L’utilizzo di medicazioni all’Ossinitrato di Argento nel trattamento delle lesioni croniche: uno studio pilota di fattibilità. I preparati topici a base di derivati dell’argento sono una modalità di trattamento comunemente utilizzata nella cura delle lesioni croniche per controllare l’infezione e promuovere la guarigione dell’ulcera. Poiché non tutti i prodotti a base di argento sono equivalenti, risulta quindi essenziale comprendere i diversi meccanismi d’azione così come l’efficacia delle diverse formulazioni. Anche la letteratura recente si sta infatti concentrando sull’esplorazione e approfondimento di tale aspetto nel trattamento delle ferite croniche. Questo è l’argomento affrontato dal lavoro che ci presentano Fabio Bertoncini e Ignazia Lo Burgio.

CORRISPONDENZA E COMMENTI

Luca Fontanella interviene sulla recensione di Daniela Tirotta (Sex differences in chronic liver disease and benign liver lesions” di Katherine M. Cooper) su aggiorn@fadoi del 1° aprile 2024.
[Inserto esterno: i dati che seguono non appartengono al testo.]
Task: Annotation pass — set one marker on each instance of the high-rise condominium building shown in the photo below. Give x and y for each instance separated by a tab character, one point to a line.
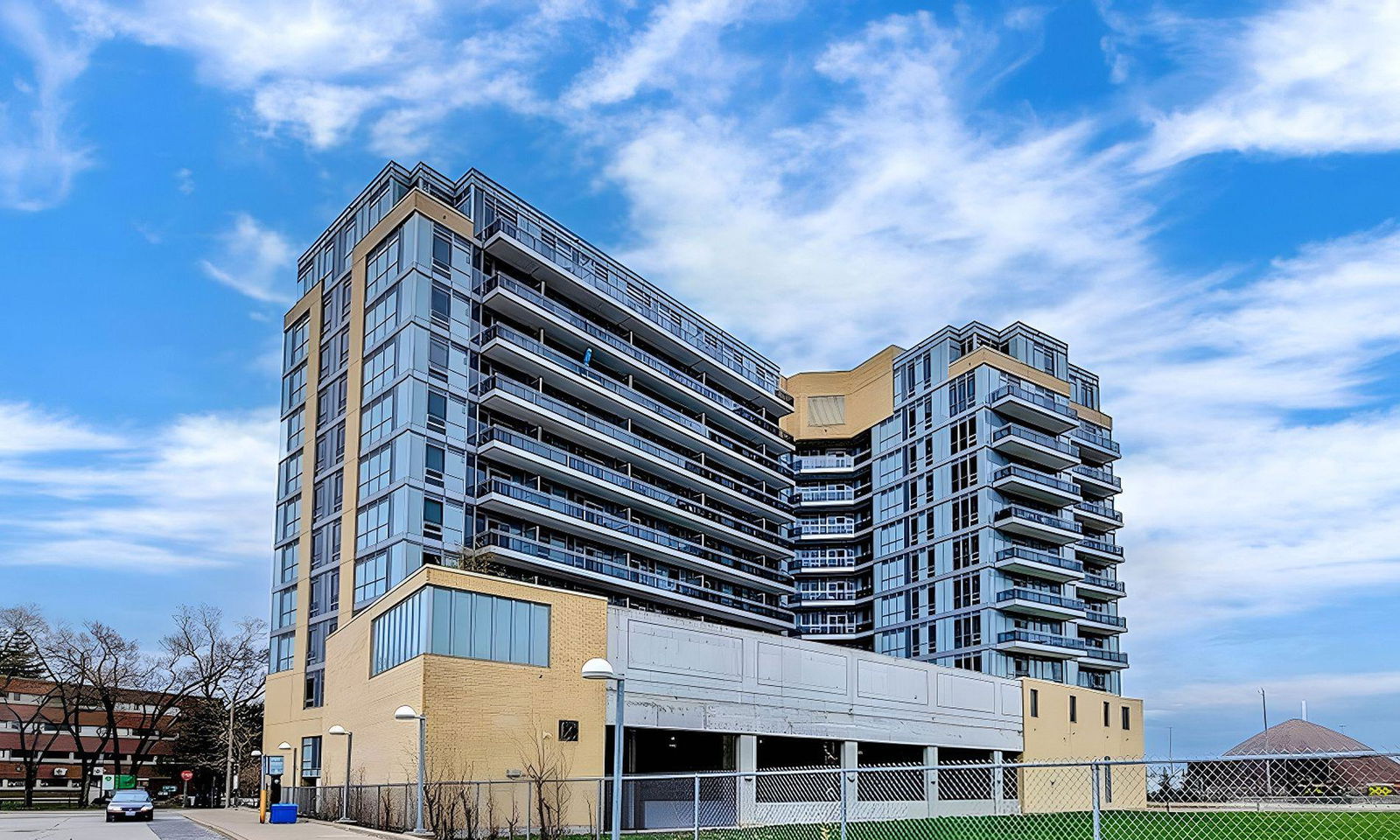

L’ANGOLO DELLE LINEE GUIDA

  1. Percorso per il trattamento dell’insufficienza cardiaca con frazione di eiezione ridotta. 2024 ACC Expert Consensus Decision.
  2. Uso dell’intelligenza artificiale per migliorare gli esiti nelle malattie cardiache: uno studio scientifico. 2024 Statement dell’American Heart Association.
  3. Documento orientativo: valutazione dei rischi dei pazienti con cirrosi prima di una chirurgia elettiva non epatica. 2023 Frontline Gastroenterology.

Fatto Care Amiche e cari Amici, ed arrivederci a presto a Rimini ai nostri Congressi Nazionali.